An Egyptian court has sentenced former President Mohammed Morsi to 20 years in prison, over the killing of protesters while in power, during civil protests in 2012.
The court’s judgement is coming nearly five years after the Muslim Brotherhood leader became Egypt’s first freely elected president.
Mursi stood in a cage in court as judge Ahmed Sabry Youssef read out the ruling against him and 12 other Brotherhood members, including senior figures Mohamed el-Beltagy and Essam el-Erian.
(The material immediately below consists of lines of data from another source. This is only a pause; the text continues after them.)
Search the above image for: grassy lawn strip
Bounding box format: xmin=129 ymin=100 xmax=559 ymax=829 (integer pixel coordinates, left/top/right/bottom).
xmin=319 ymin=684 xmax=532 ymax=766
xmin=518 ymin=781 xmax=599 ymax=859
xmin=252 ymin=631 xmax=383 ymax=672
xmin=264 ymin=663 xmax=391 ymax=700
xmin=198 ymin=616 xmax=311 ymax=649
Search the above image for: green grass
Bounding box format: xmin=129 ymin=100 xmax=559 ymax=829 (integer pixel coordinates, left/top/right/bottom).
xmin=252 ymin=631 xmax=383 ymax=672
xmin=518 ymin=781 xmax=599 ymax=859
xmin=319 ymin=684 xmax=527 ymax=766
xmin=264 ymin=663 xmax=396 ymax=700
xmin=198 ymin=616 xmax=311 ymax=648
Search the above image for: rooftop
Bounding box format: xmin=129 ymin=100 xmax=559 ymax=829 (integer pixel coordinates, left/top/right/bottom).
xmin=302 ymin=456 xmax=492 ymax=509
The sentencing was broadcast live on state television.
The men were convicted on charges of violence, kidnapping and torture stemming from the killing of protesters during demonstrations in 2012. They were acquitted of murder charges, which carry the death sentence.
Reuters reports that the defendants chanted “God is Greatest” after the verdict was read, displaying a four-finger salute symbolising resistance to the state’s crackdown on Islamists.
The ruling is the first against Mursi, who says he is determined to reverse what he calls a military coup in 2013 staged by then army chief, now president, Abdel Fattah al-Sisi.
“His trial has been a travesty of justice, which has been scripted and controlled by the government and entirely unsupported by evidence,” Amr Darrag, a former minister under Mursi, said in a statement from Istanbul.
A lawyer for some of the defendants said they would appeal.
After toppling Mursi following mass protests against his rule, Sisi proceeded to crush the Brotherhood, which he says is part of a terrorist network that poses an existential threat to the Arab and Western worlds.